In this model, the government would give every registered voter an account with campaign cash. The money can’t be taken out and spent on anything; rather, people would be able to assign that money to any candidates they want to support. 

Seattle, Washington has used this system in its elections since 2017; a 2022 study from the University of Washington found that giving four $25 vouchers to each registered voter nearly quadrupled the number of donors per race and resulted in an 86% increase in how many candidates ran for office. United States Rep. Pramila Jayapal, who represents much of Seattle in Congress, introduced the Democracy Dollars Act in 2021. No subsequent action was taken.

If this model could be funded at a high enough level, McMillan believes, candidates wouldn’t need to turn to massive corporations to fund their campaigns and could be responsive to the constituents they’re elected to represent.

“It puts power directly in the hands of each individual voter, and the Supreme Court really has no basis for striking it down the way it’s struck down laws that limit spending because it doesn’t limit anyone’s spending,” McMillan said. “It gives the power of political speech to 168 million registered voters who didn’t have it before because most of us don't have enough money lying around that we feel we can afford to give to campaigns.”

What lies ahead

McMillan’s speaking events around New Hampshire are just the first step in what he knows will be a long journey to try to enact some sort of election finance reform. 

It all starts with these types of grassroots efforts, he said. Because so many politicians are currently trapped in their dependence on campaign donors to keep their seats, his hope is that significant pressure from voters and more national discourse on the subject will push them to reconsider the issue.

In the short-term, McMillan hopes to help pass a bill in New Hampshire that establishes this voter-voucher system for the gubernatorial and executive council races. 

The state House of Representatives tried and failed to pass a bill in February that would set up this type of system. with 200 members voting against it and 163 voting in favor.

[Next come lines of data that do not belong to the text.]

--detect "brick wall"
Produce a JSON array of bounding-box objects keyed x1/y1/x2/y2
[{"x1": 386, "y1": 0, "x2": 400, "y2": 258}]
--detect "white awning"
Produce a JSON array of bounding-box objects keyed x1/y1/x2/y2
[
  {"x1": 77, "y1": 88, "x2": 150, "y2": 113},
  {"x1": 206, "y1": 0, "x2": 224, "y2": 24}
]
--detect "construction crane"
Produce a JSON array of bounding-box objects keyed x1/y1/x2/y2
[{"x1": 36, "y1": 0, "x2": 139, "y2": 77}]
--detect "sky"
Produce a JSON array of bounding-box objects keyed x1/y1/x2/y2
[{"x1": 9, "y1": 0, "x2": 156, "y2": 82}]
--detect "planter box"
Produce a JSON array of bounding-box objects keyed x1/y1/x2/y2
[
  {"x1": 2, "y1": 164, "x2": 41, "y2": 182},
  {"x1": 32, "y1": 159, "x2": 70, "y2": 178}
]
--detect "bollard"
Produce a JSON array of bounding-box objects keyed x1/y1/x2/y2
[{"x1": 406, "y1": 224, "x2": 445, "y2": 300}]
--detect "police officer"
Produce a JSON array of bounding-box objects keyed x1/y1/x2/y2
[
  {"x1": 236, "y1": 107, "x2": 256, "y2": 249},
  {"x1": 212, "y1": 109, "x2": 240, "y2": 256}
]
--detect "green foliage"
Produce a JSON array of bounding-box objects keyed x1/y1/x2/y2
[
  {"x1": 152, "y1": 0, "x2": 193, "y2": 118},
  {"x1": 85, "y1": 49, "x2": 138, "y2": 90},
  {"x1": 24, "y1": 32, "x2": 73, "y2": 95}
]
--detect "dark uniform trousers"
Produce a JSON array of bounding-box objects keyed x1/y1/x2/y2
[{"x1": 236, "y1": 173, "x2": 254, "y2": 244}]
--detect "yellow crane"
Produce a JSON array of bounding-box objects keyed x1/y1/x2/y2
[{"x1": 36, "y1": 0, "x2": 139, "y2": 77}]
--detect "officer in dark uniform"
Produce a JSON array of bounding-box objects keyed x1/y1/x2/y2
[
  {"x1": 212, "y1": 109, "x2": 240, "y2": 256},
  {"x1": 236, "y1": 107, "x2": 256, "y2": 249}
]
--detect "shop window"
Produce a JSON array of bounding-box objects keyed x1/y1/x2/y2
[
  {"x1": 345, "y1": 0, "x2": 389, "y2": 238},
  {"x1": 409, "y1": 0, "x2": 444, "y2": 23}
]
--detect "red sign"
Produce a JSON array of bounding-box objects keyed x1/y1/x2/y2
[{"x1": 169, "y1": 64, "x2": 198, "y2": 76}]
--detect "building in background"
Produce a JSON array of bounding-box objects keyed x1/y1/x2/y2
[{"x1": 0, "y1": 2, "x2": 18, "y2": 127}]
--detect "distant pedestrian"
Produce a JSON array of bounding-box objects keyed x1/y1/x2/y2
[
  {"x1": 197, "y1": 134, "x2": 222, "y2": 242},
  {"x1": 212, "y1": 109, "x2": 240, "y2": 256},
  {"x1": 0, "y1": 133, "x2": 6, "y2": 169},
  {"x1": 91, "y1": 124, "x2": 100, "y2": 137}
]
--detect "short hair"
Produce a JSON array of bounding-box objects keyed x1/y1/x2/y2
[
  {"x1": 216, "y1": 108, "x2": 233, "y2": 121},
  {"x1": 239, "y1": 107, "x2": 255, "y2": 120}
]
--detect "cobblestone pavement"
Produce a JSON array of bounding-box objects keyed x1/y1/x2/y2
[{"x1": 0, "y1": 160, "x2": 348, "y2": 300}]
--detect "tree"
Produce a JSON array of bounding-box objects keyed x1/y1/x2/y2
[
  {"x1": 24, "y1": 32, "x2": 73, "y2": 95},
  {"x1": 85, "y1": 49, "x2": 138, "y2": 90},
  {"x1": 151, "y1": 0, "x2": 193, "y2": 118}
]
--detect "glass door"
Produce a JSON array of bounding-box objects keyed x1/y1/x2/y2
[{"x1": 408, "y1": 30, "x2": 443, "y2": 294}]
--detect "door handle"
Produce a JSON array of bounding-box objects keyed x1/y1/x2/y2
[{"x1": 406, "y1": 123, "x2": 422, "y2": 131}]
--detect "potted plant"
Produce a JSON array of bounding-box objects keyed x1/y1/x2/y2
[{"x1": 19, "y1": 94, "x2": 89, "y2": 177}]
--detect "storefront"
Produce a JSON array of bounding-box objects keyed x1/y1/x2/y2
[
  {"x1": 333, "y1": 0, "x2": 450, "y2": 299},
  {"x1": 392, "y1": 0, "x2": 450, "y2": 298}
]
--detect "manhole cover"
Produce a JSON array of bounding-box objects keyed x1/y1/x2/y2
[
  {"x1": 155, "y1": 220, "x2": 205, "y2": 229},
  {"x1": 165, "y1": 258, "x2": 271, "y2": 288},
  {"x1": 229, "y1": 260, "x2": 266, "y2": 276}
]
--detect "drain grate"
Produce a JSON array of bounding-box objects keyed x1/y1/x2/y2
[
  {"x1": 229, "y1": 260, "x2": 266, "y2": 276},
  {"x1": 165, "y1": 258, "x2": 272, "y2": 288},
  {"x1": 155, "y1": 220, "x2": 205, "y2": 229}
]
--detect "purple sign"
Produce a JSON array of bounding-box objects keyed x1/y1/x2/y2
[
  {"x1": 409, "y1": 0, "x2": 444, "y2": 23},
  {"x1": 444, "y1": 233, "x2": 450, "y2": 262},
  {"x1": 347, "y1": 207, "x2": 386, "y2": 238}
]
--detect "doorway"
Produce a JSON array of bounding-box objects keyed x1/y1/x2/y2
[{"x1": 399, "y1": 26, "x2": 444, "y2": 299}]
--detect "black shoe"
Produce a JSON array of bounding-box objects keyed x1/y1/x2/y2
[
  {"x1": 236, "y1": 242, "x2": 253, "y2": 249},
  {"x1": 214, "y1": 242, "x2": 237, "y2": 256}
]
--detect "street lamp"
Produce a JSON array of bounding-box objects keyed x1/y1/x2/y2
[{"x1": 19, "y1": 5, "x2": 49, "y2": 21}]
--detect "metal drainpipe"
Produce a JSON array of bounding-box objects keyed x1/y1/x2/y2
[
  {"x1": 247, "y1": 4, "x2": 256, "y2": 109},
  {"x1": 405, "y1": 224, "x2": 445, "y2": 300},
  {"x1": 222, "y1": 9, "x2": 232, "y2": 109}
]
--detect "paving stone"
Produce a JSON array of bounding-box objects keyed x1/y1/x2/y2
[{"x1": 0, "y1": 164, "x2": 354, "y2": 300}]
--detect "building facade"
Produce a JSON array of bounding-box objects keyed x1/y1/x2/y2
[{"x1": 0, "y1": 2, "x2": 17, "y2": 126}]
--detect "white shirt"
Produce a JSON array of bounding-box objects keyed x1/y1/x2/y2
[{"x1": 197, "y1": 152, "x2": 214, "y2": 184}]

All 163 supporters of the bill were Democrats. 

Even though the bill failed, McMillan’s work aims to continually spread the idea of voter-owned elections, hopeful that this can spur more pressure on legislators to support reform.

By the 2028 election cycle, he said he’d love for voter-owned elections to be part of the conversation as New Hampshire voters vet candidates during the state’s presidential primary season.

“If enough New Hampshire voters say to candidates in the next cycle, ‘I want my government to not be for sale to campaign donors. I want an end to this nonsense. I want voter-owned elections,’ then candidates are going to have to talk about it,” he said. “National media are going to have to talk about it. Then it’s on the national agenda in a presidential year, and then we're in a whole new ballgame.”

Although the New Hampshire bill only received partisan support, national polling suggests bipartisan agreement on limiting political campaign spending. McMillan said he’s found similar bipartisan agreement when he hears from voters about the democracy dollars plan.

“Given how polarized the country is, if we’re really going to turn things around, fix the system, we have to find a step that commands bipartisan support,” he said. “This one does have that going for it.”

The country still has a long way to go, but McMillan feels democracy dollars could produce a tangible solution to help address the fact that voters believe politicians to be more beholden to their campaign contributors and their parties than they are to their constituents.

“We’re getting to a point I think where a consensus is building among Americans that this isn’t working,” McMillan said. “In fact, I think Americans have been saying for some time this isn’t working. But up until now, no one has really stepped up with an actionable demand, a step that really would be impactful and that Republicans and Democrats can agree on.”